Andererseits wird die angeblich a- oder antireligiöse Einstellung der überwiegenden Mehrheit der scientific community zur Untermauerung religionskritischer Schlussfolgerungen herangezogen (vgl. z. B. Daw kins 2007, 146). Beide Argumentationsweisen sind unterschiedlich gelagert: Im einen Fall geht es um die explikative Funktion und (In-)Kohärenz von Aussagen oder Theorien, im anderen Fall geht es darum, die Autorität, die Experten in ihrem angestammten Bereich beigemessen wird, auf einen sachfremden Bereich zu transferieren. Im Kern geht es bei einem solchen Transfer darum, die öffentliche Meinung bzw. Einstellung zu beeinflussen, und zwar nicht durch das Abwägen der einschlägigen Evidenzen und Argumente, sondern durch die Berufung auf den Expertenstatus der Wissenschaftler.
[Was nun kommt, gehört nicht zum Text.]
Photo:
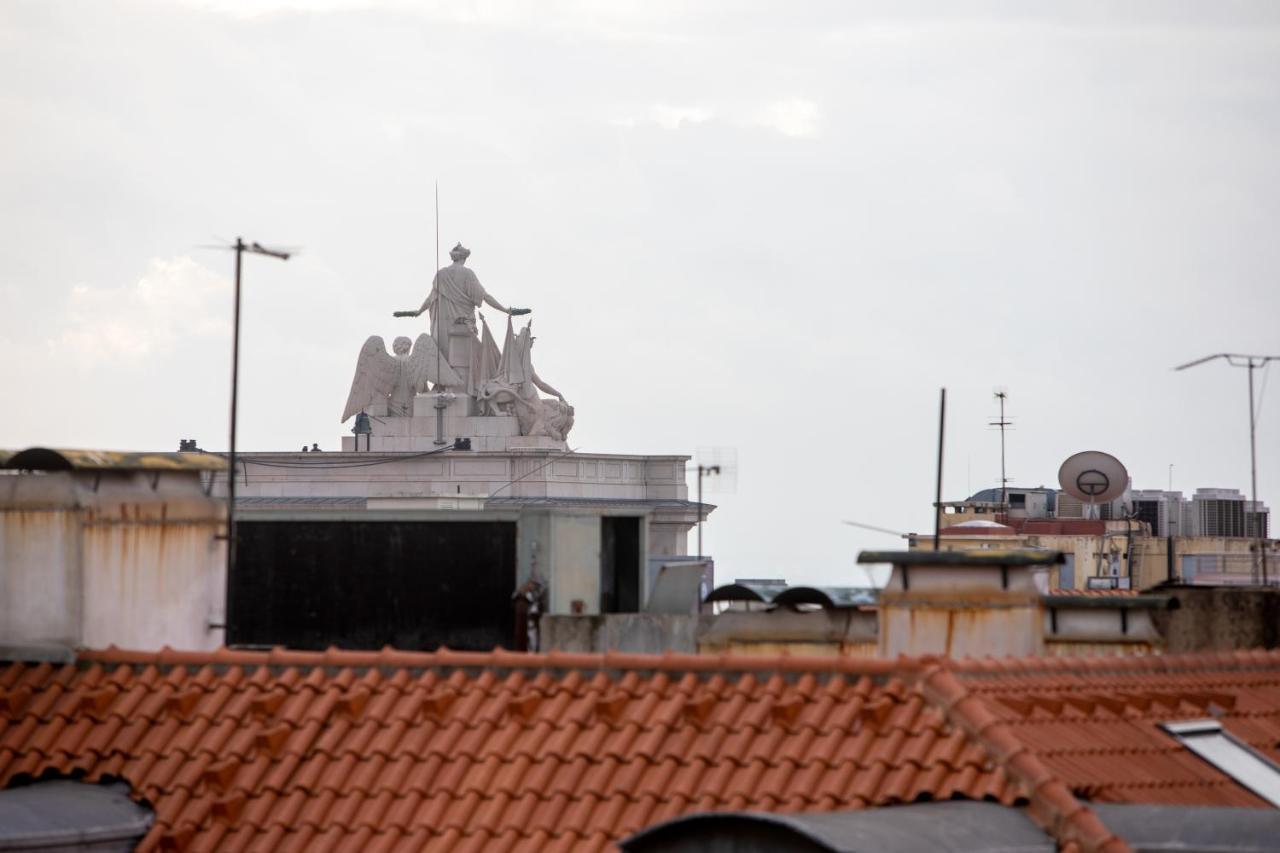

Symptomatisch für einen derartigen Autoritätstransfer ist der Streit, der seit Längerem darüber geführt wird, wie es Einstein, die größte wissenschaftliche Autorität des 20. Jahrhunderts, mit der Religion hielt (vgl. z. B. Aikman 2008, 85 f). In diesem Streit geht es nicht primär darum, ob und inwiefern Einstein religiös war, sondern darum, welche Auswirkungen dies für die Überzeugungskraft religiöser Glaubensinhalte hat. Religionskritiker bemühen sich um den Nachweis, dass es mit Einsteins Religiosität nicht weit her war und dass dies ein irgendwie triftiges Argument gegen die Glaubwürdigkeit religiöser, insbesondere theistischer Behauptungen sei.
Religiöse Apologeten versuchen dagegen Land zu gewinnen, indem sie Äußerungen nachspüren, die auf eine wie auch immer geartete Frömmigkeit Einsteins schließen lassen. Nur am Rande geht es in dieser Auseinandersetzung um die sachlichen Argumente, die Einstein zugunsten seiner Einstellung anführte. Hauptsächlich geht es um die Autorität seiner Person und deren Inanspruchnahme für die jeweils eigene pro- oder anti-religiöse Agenda."